Turkey has become an unreliable ally for NATO and especially its European members under Turkish President Recep Tayyip Erdoğan, said Marc Pierini, currently visiting researcher at Carnegie Europe in Brussels and former EU ambassador to Turkey on Thursday. In his article titled “Belonging to the Western Camp Doesn’t Fit With Erdoğan’s Vision of Turkey Anymore” he explained it as “NATO, and especially its European members, are increasingly questioning Turkey’s reliability, especially since Ankara launched a military incursion in Syria.”
After Turkey’s military incursion in northeastern Syria provoked a shock in NATO, “For its European members, this came on top of Donald Trump’s unilateral decision to withdraw U.S. special forces from this strategic territory in the fight against the so-called Islamic State. In addition, Turkey has started sending back European jihadists that it holds on its territory or in Syria to their countries of origin. Meanwhile, President Trump declared that the jihadists were not the United States’ problem.” said Pierini.

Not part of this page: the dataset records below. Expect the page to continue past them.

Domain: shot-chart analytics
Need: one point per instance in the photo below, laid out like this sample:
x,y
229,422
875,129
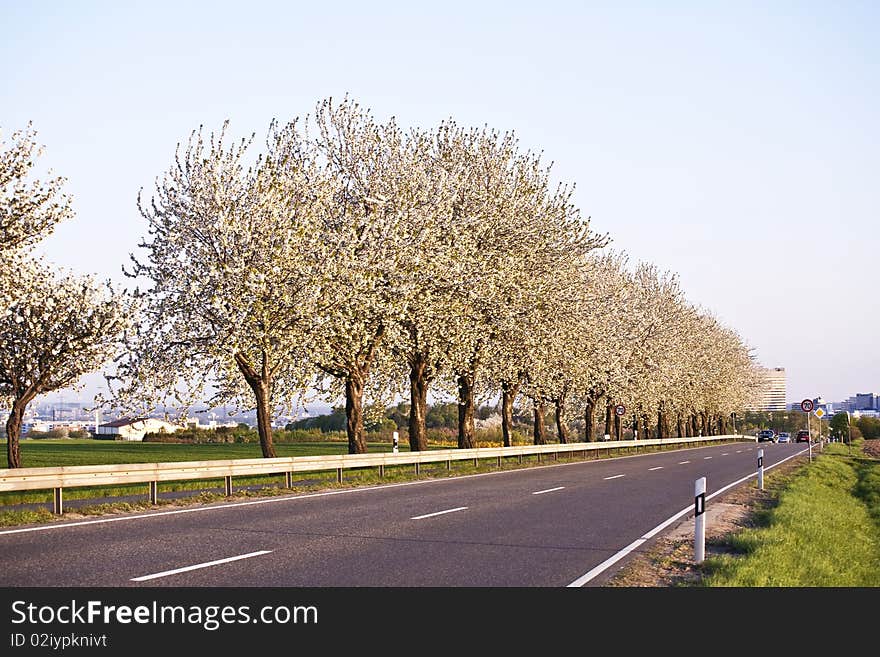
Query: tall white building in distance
x,y
771,395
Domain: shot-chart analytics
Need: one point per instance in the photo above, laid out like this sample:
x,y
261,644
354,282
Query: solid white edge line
x,y
287,498
589,575
439,513
549,490
197,566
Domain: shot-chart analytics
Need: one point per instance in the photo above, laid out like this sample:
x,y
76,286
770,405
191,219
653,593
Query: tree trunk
x,y
508,395
561,427
608,412
354,414
539,432
466,412
589,430
13,433
261,385
264,419
418,408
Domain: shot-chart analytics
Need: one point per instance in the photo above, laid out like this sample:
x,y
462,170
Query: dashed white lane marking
x,y
610,561
549,490
207,564
439,513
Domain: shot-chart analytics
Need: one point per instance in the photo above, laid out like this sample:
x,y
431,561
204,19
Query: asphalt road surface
x,y
557,525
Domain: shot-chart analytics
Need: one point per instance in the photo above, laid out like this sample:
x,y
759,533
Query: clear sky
x,y
737,144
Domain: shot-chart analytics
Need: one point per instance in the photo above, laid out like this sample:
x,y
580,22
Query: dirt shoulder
x,y
669,560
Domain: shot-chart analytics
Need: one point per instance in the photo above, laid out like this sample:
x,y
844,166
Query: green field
x,y
825,530
49,453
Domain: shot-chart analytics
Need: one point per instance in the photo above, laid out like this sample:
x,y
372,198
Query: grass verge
x,y
824,531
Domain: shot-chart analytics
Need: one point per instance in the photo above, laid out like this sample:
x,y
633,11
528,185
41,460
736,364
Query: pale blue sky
x,y
734,143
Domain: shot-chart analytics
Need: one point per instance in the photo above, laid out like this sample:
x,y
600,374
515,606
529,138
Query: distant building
x,y
135,428
771,393
864,401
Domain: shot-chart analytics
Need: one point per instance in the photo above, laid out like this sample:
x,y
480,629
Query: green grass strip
x,y
825,531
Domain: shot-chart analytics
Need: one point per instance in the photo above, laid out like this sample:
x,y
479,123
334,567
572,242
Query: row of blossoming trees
x,y
361,260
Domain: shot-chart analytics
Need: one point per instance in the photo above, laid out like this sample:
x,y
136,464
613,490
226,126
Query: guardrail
x,y
59,478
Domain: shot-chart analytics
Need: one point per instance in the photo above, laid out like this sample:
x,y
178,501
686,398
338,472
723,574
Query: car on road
x,y
767,434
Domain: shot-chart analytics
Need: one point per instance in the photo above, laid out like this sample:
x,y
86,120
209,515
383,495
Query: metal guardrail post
x,y
57,501
761,469
700,520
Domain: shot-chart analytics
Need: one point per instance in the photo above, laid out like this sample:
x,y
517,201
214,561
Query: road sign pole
x,y
700,520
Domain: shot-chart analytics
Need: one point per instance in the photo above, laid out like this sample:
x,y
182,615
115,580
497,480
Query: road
x,y
548,526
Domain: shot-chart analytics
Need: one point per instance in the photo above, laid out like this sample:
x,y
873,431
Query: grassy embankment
x,y
824,531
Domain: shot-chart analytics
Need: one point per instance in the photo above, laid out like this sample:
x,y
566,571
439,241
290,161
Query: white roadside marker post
x,y
700,520
761,469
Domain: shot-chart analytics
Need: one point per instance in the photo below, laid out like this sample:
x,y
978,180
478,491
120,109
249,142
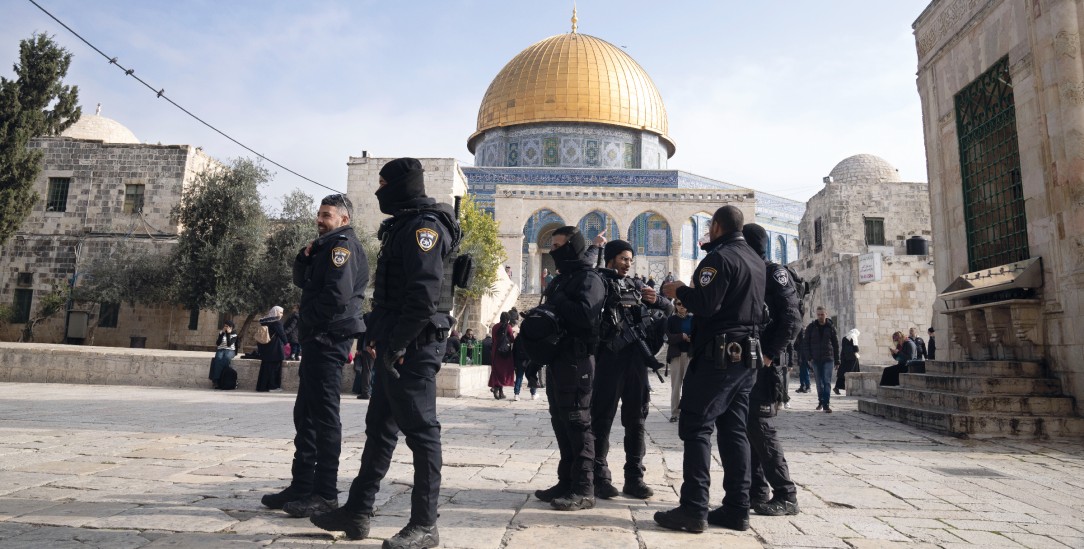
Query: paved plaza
x,y
119,467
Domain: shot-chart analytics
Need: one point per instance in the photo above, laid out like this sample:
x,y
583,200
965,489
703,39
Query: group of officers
x,y
732,371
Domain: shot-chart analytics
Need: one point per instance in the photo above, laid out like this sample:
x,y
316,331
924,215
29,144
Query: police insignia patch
x,y
426,239
707,275
339,255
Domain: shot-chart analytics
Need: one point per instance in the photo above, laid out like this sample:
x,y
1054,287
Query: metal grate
x,y
56,199
990,164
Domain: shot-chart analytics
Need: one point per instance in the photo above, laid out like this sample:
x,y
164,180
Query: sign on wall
x,y
869,268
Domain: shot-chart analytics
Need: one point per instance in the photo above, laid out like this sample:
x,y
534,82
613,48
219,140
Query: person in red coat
x,y
503,369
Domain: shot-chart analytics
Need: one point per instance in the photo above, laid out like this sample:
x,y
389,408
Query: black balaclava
x,y
571,251
614,249
405,181
757,238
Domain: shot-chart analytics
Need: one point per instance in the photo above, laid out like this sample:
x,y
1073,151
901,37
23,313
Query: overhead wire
x,y
162,94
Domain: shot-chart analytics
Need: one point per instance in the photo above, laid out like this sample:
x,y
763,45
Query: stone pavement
x,y
119,467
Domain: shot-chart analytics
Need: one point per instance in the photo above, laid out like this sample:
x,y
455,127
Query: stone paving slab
x,y
124,467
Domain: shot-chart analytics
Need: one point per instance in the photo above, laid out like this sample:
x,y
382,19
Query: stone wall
x,y
957,40
22,362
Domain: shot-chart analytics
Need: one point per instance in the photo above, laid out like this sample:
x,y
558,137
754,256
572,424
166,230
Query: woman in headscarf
x,y
848,357
271,353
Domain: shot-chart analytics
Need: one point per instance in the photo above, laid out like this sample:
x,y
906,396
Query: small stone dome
x,y
865,168
100,128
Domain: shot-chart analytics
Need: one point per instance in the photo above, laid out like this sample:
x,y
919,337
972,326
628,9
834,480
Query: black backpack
x,y
228,380
540,334
503,343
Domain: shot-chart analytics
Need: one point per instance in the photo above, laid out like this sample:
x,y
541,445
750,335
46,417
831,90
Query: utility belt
x,y
732,350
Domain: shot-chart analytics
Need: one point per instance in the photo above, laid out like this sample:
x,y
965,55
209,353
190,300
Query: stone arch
x,y
596,220
538,231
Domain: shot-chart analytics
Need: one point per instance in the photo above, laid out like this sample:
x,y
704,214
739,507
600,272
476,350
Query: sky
x,y
768,94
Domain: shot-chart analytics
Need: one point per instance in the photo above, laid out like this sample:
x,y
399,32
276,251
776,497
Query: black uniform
x,y
404,317
578,295
333,279
727,297
622,374
768,462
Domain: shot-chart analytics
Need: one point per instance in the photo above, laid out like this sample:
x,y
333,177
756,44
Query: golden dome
x,y
573,77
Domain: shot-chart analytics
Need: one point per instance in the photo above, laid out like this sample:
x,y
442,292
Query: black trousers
x,y
568,388
319,438
771,476
620,377
409,405
714,399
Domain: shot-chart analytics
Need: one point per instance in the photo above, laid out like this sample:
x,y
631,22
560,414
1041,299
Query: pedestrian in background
x,y
226,348
271,353
679,346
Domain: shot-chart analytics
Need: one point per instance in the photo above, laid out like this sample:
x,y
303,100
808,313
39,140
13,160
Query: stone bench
x,y
36,362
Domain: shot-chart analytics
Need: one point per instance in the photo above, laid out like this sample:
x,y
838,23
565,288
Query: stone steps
x,y
981,424
1002,404
982,384
982,398
994,368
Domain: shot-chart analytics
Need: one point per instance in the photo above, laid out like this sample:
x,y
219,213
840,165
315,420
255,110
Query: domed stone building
x,y
865,253
100,189
573,131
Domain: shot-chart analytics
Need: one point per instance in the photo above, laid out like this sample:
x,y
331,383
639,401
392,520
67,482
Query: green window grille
x,y
133,199
875,231
990,165
21,306
56,195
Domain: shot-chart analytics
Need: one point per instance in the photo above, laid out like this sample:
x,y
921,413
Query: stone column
x,y
534,269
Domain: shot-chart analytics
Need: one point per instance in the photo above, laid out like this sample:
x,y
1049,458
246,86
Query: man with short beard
x,y
621,374
332,272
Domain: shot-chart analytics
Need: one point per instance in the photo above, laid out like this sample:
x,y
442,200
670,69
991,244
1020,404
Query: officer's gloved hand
x,y
390,359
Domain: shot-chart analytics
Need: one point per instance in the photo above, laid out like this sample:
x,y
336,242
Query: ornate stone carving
x,y
944,24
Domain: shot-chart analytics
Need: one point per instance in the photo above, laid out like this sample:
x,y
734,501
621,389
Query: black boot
x,y
414,536
355,525
680,520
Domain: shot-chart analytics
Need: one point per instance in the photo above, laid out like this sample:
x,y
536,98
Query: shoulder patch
x,y
426,238
782,278
707,275
339,256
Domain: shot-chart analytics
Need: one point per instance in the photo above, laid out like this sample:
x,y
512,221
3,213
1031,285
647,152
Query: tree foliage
x,y
480,239
130,276
36,103
292,231
220,251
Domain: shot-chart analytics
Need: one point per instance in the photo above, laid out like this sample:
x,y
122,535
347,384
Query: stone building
x,y
854,253
573,131
101,188
1002,87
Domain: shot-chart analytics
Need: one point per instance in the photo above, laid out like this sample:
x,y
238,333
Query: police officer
x,y
577,295
773,492
727,301
333,273
622,374
409,333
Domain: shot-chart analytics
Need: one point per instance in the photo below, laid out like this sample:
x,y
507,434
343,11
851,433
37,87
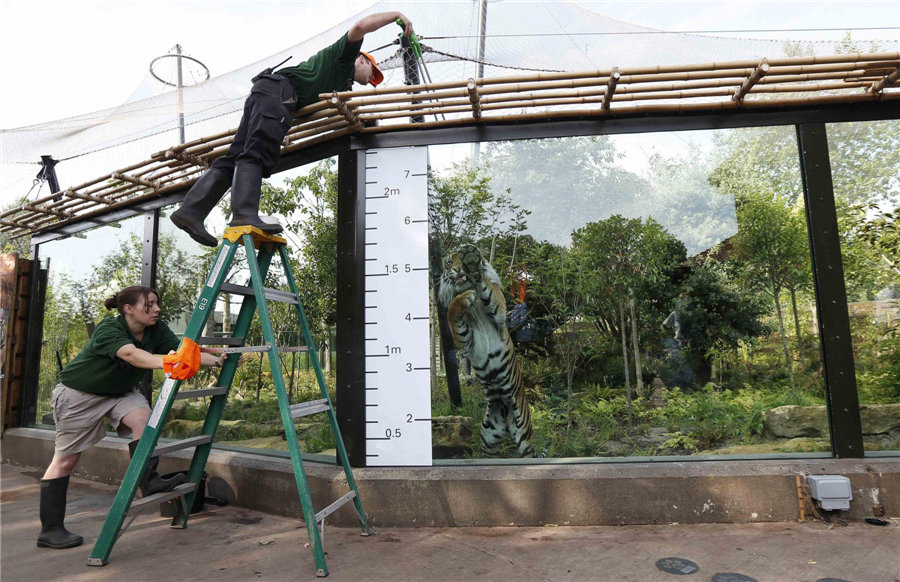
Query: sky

For him “Yet, the atmosphere has become heavier since the failed military coup of July 2016 and the ensuing hastened replacement of Turkish officers from NATO bodies, since Turkey’s incursions in Syria’s North West, and, more importantly, since the delivery of Russian S-400 missile batteries to an air base near Ankara last summer. The core issue lies with Ankara’s proclaimed ambition to be a power-in-the-middle, politically equidistant from the big powers. Turkey as a member of the Western camp—embodied in its membership in the Council of Europe since 1950 and in NATO since 1952, and in its multifaceted relations with the EU—doesn’t fit with Recep Tayyip Erdoğan’s vision of his country’s place in the world anymore. His frequent references to the Ottoman Empire have probably influenced the Turkish president, but, more practically, so have his alliance with the ultra-conservative Nationalist Movement Party (MHP), indispensable to make up for the decline of his own Justice and Development Party (AKP). In addition, in a country where generations of high-school kids from 1926 to 2012 were taught distrust for foreigners in a ‘national security class’ a nationalistic surge and an anti-Western narrative are prime tools to hide political difficulties.”
After such an intense political background “The NATO summit on December 3–4 in London is looking tense. The debate between NATO’s existential crisis and its “brain death” will probably not be settled,” Pierini said.